One of the main principles of the Hippocratic oath is to First, Do No Harm.  Demanding that a patient wear a mask (when multiple, peer-reviewed studies documenting the adverse effects of mask wearing is well established), is harmful to a patient and violates patient autonomy.  It must be their choice to wear a mask, not mandated by an individual practitioner, when local and State Boards of Health have lifted masking restrictions for all business establishments. Patient autonomy and patient rights must be respected by that practitioner. 

It is also ridiculous and an outrage to patient rights that some licensed practitioners can still demand that patients, prospective patients, or family members accompanying them wear a mask as a precondition to receiving treatment, (and as a consequence, can refuse or deny treatment for a patient when they exercise their right to not wear one), when it is now state law in Virginia that no child who attends a school is required to wear a mask (Senate Bill 739).  If a child has the legal right to not have to wear a mask while in a school environment, of which that child is potentially indoors for periods of up to 6-8 hours a day, five days a week, in close proximity to potentially hundreds of other children each day, how can the Virginia Board of Medicine still allow medical practitioners to continue these blatantly discriminatory and coercive practices of mandatory mask wearing, or demand proof of a COVID-19 vaccination in order for a patient to obtain medical care? How do children now have this right, but somehow patients now do not? 

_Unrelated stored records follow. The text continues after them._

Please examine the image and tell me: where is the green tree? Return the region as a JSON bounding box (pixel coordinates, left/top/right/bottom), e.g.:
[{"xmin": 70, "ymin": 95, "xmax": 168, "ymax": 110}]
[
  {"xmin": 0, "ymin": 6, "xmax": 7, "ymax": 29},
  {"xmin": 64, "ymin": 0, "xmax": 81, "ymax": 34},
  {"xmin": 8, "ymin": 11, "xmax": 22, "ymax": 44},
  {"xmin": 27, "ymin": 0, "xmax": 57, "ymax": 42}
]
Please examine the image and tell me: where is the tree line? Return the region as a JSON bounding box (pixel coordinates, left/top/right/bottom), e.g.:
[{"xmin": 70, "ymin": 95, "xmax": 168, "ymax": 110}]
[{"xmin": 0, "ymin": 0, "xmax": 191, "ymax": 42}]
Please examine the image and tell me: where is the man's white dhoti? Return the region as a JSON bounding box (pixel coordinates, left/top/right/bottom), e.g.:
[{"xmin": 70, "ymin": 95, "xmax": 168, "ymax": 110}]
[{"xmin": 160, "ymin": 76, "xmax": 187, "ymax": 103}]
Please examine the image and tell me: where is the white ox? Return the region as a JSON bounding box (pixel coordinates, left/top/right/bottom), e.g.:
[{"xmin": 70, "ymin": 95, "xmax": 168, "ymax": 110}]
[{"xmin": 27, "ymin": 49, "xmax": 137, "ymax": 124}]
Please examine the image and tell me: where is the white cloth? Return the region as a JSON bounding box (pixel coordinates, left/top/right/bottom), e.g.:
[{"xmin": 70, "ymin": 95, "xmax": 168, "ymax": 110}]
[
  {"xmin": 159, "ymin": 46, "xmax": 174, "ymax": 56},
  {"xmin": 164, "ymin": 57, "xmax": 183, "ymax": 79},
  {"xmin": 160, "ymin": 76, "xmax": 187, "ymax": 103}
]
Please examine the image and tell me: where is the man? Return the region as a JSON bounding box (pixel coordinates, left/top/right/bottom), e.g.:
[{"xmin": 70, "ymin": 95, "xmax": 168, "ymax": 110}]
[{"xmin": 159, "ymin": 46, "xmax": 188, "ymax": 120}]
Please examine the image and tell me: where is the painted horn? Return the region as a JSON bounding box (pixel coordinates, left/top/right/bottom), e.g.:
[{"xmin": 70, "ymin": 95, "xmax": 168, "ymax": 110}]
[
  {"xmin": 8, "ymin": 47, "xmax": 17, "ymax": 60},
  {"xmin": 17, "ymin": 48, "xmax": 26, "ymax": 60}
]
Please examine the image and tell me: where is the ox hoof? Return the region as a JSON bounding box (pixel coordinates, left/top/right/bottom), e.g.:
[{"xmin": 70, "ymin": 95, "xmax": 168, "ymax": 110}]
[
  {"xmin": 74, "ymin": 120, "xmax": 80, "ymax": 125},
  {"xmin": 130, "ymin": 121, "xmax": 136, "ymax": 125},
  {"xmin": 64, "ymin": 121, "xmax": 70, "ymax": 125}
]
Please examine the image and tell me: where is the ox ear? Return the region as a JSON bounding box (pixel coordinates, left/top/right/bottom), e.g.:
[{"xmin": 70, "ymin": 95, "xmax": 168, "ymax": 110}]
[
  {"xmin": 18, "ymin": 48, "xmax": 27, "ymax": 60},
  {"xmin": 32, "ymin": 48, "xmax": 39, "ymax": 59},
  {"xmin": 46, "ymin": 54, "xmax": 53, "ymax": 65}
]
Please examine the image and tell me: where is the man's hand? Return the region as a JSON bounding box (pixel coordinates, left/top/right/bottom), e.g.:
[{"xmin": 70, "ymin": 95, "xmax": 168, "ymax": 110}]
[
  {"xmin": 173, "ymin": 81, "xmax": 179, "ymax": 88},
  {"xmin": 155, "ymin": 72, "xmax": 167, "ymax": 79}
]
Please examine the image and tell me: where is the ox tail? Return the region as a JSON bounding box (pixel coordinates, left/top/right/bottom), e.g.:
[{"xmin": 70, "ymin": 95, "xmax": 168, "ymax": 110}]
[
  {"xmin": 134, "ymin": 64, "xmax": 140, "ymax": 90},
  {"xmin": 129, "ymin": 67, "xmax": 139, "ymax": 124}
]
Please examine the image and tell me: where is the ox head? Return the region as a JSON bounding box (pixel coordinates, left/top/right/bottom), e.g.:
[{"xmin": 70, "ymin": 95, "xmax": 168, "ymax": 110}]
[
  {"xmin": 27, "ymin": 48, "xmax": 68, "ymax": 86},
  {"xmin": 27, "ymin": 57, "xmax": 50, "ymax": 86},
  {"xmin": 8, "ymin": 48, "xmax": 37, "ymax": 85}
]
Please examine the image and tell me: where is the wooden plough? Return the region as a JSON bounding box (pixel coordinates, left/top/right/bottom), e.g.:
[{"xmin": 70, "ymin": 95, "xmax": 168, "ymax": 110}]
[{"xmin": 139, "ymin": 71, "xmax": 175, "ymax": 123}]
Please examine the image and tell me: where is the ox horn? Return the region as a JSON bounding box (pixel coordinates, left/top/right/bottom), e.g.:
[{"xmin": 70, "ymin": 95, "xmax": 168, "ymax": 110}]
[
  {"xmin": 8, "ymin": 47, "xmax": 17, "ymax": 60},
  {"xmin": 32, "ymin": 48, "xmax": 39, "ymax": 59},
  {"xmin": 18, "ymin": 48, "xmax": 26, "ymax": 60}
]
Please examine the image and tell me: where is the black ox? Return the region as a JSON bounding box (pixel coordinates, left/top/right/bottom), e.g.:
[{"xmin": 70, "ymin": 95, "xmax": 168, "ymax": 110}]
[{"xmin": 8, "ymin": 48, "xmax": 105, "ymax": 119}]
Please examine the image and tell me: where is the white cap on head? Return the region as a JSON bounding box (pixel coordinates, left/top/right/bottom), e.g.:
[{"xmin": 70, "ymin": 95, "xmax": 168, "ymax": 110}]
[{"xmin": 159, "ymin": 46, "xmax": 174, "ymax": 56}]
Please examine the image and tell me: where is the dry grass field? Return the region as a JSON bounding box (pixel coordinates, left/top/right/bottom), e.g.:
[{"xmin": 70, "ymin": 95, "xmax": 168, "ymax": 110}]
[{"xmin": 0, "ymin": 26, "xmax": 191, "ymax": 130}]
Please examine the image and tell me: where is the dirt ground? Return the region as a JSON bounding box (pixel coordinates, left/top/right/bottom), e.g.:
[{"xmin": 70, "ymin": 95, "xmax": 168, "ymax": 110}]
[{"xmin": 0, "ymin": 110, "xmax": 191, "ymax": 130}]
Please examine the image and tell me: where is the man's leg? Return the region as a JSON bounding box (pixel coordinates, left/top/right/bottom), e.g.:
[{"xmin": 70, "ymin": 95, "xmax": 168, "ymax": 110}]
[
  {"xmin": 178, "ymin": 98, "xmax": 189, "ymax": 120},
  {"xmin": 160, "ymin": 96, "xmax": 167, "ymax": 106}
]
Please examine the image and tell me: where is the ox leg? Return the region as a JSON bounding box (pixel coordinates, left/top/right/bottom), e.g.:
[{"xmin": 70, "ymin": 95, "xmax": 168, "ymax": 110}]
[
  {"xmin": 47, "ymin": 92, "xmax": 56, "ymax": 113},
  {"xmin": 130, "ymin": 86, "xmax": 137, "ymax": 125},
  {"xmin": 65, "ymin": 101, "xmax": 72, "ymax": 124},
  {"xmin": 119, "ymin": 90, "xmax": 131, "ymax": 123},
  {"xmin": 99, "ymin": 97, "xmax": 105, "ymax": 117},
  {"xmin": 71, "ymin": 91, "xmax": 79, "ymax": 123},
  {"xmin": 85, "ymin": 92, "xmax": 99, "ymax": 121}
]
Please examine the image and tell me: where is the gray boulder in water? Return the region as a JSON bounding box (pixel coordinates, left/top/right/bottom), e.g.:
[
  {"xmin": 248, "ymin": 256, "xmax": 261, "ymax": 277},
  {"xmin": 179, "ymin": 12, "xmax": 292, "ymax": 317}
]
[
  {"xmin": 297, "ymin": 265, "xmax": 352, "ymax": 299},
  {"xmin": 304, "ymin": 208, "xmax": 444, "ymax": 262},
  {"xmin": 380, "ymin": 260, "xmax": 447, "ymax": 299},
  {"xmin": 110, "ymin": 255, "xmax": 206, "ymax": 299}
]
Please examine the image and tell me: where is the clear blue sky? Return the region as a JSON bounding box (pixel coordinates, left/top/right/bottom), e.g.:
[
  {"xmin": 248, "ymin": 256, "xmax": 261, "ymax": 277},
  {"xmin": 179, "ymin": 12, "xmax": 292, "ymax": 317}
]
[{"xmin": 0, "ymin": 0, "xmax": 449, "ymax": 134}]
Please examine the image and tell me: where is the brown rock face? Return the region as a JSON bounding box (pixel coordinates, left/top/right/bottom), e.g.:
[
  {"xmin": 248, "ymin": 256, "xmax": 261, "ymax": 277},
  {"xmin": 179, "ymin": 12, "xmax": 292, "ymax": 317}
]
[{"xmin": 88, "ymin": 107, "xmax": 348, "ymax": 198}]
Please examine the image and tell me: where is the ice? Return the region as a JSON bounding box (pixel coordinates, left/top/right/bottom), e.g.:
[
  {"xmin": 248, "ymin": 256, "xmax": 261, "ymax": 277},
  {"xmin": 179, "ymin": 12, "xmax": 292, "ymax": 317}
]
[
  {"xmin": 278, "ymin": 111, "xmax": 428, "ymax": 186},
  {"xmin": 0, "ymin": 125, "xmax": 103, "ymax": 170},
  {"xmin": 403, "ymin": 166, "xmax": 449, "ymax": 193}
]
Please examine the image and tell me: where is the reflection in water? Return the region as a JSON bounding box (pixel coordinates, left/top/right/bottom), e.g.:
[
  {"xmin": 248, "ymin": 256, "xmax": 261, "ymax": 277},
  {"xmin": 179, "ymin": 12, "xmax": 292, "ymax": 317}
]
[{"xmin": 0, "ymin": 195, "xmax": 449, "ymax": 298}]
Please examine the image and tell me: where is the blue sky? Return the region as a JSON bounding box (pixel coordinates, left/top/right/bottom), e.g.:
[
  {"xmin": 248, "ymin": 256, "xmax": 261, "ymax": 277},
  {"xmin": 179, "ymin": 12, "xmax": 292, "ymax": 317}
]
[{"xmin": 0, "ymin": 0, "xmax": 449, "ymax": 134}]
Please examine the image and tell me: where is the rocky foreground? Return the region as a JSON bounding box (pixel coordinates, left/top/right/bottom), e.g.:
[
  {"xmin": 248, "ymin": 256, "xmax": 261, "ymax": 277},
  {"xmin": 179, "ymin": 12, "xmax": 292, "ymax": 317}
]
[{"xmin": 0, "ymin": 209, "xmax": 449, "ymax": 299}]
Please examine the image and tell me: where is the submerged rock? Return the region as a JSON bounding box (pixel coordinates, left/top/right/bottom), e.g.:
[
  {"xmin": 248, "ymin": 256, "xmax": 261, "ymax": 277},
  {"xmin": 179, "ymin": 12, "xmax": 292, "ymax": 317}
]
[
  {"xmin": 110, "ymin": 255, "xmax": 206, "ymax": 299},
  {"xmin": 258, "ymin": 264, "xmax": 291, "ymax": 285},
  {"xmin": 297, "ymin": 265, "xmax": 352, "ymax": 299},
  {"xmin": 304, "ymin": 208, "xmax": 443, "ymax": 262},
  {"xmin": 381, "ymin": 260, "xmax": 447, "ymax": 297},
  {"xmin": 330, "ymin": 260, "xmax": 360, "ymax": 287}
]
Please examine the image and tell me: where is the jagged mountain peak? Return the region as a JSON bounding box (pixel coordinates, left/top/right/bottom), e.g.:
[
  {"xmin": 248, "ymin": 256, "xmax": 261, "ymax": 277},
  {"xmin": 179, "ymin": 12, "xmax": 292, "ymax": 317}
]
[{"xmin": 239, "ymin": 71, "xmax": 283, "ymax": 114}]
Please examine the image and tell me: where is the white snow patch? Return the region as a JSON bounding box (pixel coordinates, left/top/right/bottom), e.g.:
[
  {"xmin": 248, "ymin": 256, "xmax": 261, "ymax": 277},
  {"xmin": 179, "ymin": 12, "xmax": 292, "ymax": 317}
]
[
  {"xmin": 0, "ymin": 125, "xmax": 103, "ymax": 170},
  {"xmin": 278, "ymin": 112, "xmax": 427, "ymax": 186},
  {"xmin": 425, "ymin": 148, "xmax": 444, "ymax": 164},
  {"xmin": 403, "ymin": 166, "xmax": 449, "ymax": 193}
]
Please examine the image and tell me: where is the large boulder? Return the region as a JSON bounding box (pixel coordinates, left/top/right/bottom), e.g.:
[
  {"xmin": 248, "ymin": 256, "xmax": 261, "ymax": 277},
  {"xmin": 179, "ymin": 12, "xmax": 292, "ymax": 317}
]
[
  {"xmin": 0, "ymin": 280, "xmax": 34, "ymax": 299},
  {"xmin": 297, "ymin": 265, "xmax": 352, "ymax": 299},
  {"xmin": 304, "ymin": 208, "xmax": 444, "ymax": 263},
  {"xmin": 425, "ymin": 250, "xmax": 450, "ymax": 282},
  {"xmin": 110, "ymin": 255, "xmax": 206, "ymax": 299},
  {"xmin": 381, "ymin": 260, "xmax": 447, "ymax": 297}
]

Requiring a patient to wear a mask indoors for a doctor’s appointment, medical procedure, or for any duration of time in a medical facility (for example, as a visitor), was rarely, if ever required on a widespread, Commonwealth basis prior to 2020.  At this point continuance of these policies is nonsensical. The facts are clear: masks and the COVID-19 vaccine do not stop transmission, nor prevent transmission of the virus that causes COVID-19 disease.  The Virginia Board of Medicine has an obligation to put an end to unethical, coercive, and discriminatory practices by practitioners requiring mask wearing and demanding proof of vaccination as a precondition to receiving necessary medical care.”